16
5
Introduction
We've have a few base conversion challenges here in the past, but not many designed to tackle arbitrary length numbers (that is to say, numbers that are long enough that they overflow the integer datatype), and of those, most felt a little complicated. I'm curious how golfed down a change of base code like this can get.
Challenge
Write a program or function in the language of your choice that can convert a string of one base to a string of another base. Input should be the number to be converted (string), from-base (base-10 number), to-base (base-10 number), and the character set (string). Output should be the converted number (string).
Some further details and rules are as follows:
- The number to be converted will be a non-negative integer (since
-
and.
may be in the character set). So too will be the output. - Leading zeroes (the first character in the character set) should be trimmed. If the result is zero, a single zero digit should remain.
- The minimum supported base range is from 2 to 95, consisting of the printable ascii characters.
- The input for the number to be converted, the character set, and the output must all be of the string datatype. The bases must be of the base-10 integer datatype (or integer floats).
- The length of the input number string can be very large. It's hard to quantify a sensible minimum, but expect it to be able to handle at least 1000 characters, and complete 100 characters input in less than 10 seconds on a decent machine (very generous for this sort of problem, but I don't want speed to be the focus).
- You cannot use built in change-of-base functions.
- The character set input can be in any arrangement, not just the typical 0-9a-z...etc.
- Assume that only valid input will be used. Don't worry about error handling.
The winner will be determined by the shortest code that accomplishes the criteria. They will be selected in at least 7 base-10 days, or if/when there have been enough submissions. In the event of a tie, the code that runs faster will be the winner.
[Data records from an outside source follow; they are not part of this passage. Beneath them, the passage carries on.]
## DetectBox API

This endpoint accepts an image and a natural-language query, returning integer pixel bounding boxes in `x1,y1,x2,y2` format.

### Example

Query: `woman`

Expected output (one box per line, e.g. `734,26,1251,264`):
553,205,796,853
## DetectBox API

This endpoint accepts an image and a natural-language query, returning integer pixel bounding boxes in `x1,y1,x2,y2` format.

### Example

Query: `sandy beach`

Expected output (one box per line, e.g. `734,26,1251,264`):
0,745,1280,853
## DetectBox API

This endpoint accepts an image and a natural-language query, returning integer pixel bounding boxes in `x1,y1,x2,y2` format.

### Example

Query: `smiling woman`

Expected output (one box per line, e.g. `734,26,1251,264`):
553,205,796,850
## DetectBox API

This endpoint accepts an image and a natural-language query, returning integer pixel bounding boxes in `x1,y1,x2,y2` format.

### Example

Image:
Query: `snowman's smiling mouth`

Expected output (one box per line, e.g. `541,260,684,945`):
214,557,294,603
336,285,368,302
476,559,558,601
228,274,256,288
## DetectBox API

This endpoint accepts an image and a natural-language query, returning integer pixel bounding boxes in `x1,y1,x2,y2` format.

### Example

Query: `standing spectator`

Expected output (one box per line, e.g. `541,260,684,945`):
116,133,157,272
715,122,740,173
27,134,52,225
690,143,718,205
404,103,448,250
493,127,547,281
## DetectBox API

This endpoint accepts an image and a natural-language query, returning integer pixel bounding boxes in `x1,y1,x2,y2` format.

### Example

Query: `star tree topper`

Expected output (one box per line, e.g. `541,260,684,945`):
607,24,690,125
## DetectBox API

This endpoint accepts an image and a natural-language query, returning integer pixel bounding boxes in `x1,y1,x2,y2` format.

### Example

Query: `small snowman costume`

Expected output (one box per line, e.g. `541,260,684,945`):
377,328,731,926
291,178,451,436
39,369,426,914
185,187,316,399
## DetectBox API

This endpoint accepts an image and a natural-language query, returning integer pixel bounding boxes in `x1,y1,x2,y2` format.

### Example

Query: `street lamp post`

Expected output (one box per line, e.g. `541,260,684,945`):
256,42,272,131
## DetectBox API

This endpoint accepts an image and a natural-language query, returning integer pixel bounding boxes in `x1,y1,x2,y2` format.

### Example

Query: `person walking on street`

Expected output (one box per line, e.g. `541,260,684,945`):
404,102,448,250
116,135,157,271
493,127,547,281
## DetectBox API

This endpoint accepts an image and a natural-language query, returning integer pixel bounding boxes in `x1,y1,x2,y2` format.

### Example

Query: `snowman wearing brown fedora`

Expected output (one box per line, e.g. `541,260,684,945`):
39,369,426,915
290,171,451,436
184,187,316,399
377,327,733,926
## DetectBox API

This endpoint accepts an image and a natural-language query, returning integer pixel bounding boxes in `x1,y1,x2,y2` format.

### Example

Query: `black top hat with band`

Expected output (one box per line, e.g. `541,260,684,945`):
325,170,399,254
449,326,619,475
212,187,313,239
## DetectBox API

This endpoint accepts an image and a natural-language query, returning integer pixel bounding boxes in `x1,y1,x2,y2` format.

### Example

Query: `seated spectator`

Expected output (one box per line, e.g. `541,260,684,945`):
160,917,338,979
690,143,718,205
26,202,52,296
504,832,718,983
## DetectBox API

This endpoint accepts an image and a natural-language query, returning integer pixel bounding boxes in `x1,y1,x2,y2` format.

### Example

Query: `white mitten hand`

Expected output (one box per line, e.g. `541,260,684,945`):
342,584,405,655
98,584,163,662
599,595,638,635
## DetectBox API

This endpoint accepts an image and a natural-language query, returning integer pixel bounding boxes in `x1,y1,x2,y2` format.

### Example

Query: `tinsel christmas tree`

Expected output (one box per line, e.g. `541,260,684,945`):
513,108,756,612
If close enough in speed/performance, the answer that came earlier wins.
Examples
Here's a few examples of input and output that your code should be able to handle:
F("1010101", 2, 10, "0123456789")
> 85
F("0001010101", 2, 10, "0123456789")
> 85
F("85", 10, 2, "0123456789")
> 1010101
F("1010101", 10, 2, "0123456789")
> 11110110100110110101
F("bababab", 2, 10, "abcdefghij")
> if
F("10", 3, 2, "0123456789")
> 11
F("<('.'<)(v'.'v)(>'.'>)(^'.'^)", 31, 2, "~!@#$%^v&*()_+-=`[]{}|';:,./<>? ")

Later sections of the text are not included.